Let’s call it an “edge” Kevin Durant had in the Houston series. It’s not that Durant has ever been soft, but since he entered the NBA, he has been one of the most likable stars in American sports. Something changed, though, in this first-round series against the Houston Rockets.
In the series-clinching, 103-94 win Friday in Houston, Durant got a technical foul for a little confrontation with Omer Asik. More than once in the series he could be heard shouting into the crowd that Houston was “(his) city,” a confusing declaration for a guy from Washington, D.C. Then TNT analyst Shaquille O’Neal accused him of pouting during a Game 5 loss. After Rockets rookie Royce White sent Durant a Twitter message saying the Thunder were “shaky,” Durant took a little swipe at White’s fear of flying, saying, “Ain’t that the guy that can’t, that’s afraid to fly? I wish him the best.”

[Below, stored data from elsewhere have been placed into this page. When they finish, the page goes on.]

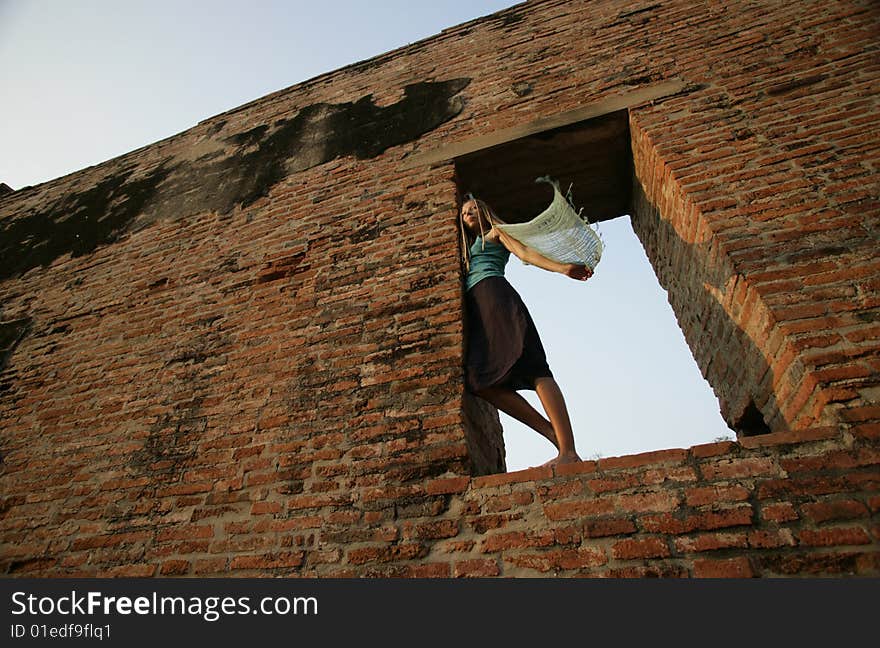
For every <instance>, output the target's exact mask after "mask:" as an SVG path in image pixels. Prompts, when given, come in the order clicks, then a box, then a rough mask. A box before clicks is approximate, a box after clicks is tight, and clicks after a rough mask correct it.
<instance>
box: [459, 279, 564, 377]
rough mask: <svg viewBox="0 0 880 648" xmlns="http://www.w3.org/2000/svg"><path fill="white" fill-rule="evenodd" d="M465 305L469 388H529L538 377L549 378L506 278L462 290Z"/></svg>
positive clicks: (534, 328) (484, 279)
mask: <svg viewBox="0 0 880 648" xmlns="http://www.w3.org/2000/svg"><path fill="white" fill-rule="evenodd" d="M465 304H466V309H467V318H468V320H467V332H468V346H467V352H466V354H465V377H466V380H467V386H468V389H470V390H471V391H472V392H477V391H480V390H481V389H485V388H487V387H506V388H508V389H513V390H520V389H531V390H534V389H535V380H536V379H537V378H542V377H552V376H553V374H552V373H551V372H550V367H549V366H548V364H547V356H546V354H545V353H544V346H543V345H542V344H541V338H540V337H539V335H538V330H537V329H536V328H535V323H534V322H533V321H532V316H531V315H530V314H529V310H528V309H527V308H526V305H525V304H524V303H523V300H522V298H521V297H520V296H519V293H517V292H516V290H514V288H513V286H511V285H510V283H508V281H507V279H505V278H504V277H487V278H486V279H483V280H482V281H480V282H479V283H478V284H477V285H475V286H474V287H473V288H471V289H470V290H469V291H467V293H466V297H465Z"/></svg>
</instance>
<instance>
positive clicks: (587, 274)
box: [563, 263, 593, 281]
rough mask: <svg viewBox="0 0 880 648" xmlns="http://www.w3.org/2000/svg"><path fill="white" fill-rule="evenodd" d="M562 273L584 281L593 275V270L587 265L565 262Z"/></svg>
mask: <svg viewBox="0 0 880 648" xmlns="http://www.w3.org/2000/svg"><path fill="white" fill-rule="evenodd" d="M563 274H564V275H565V276H567V277H571V278H572V279H577V280H578V281H586V280H587V279H589V278H590V277H592V276H593V271H592V270H590V269H589V268H588V267H587V266H582V265H577V264H576V263H569V264H566V266H565V270H564V271H563Z"/></svg>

So it was eventful. It wasn’t that Durant ever did anything controversial or wrong or underhanded or anything like that. It was just that there was a little more hot sauce in the gumbo this week.
“I was starting to hate those guys,” Durant said Friday night. “I was starting to hate every one of those guys on their team.”
There were some obvious reasons for that. Rockets point guard Patrick Beverly knocked Thunder guard Russell Westbrook out of the playoffs with a steal attempt in Game 1 that was annoying at best, bush league at worst. That play changed everything about the series and the Thunder’s chances at an NBA title.
And this all happened a matter of days after Durant made a big ol’ deal about how tired he is of being second. Second pick in the draft, second in scoring, second in the Finals last year. This is the kind of thing you say when you really believe you’re going to be first this time. It was the big setup, a defining narrative, and it was torn apart like Westbrook’s meniscus.
For the next five games, it was all on Durant and he knew it and the Rockets knew it.
Houston’s defensive approach was desperate, maybe funny. The 2012-13 Rockets were one of the worst defensive teams in the NBA, and they made it simple for themselves. They were going to swarm around Durant and just hope Thabo Sefolosha, Reggie Jackson, Kevin Martin and Derek Fisher missed.
That worked in Games 4 and 5. The Rockets didn’t really stop Durant, but everybody else missed. Until Friday. Friday, Martin and Fisher combined to go 6-for-10 from the 3-point line, and the Thunder made five threes on top of that.
Then it came to Jackson.
“We don’t want him to be Russell,” Durant said. “We want him to be himself.”
Jackson had 17 points, eight rebounds and seven assists in 44 minutes.
And that was how the series was decided. Houston didn’t shoot particularly well Friday (41 percent), but the Rockets made 14 3-pointers, they out-rebounded the Thunder by two, and they held Durant to a manageable 27-point night on 11-for-23 shooting. But when it came right down to the time when the series was going to get closed out or moved back to Oklahoma City for a scary Game 7, the league’s fastest-paced offense started to bog. Without any serious low-post scoring threat, the Rockets needed James Harden and Chandler Parsons to make some hero shots, and they were all heroed out by then. The Thunder won the fourth quarter 25-17.
“You could see us growing up as the game went along,” Durant said.
So the series was won and over and Durant lurched into the postgame press conference the way 6-foot-9 guys do. He had on that backpack and a T-shirt and he looked and sounded very much like that kid everybody knows and likes, the Olympian, the Doodle Jump guy, the great teammate.
And about that hate thing? Maybe that was a little strong.
“It’s not like I don’t like any of those guys on the team,” he said. “It’s just competing against them so hard.”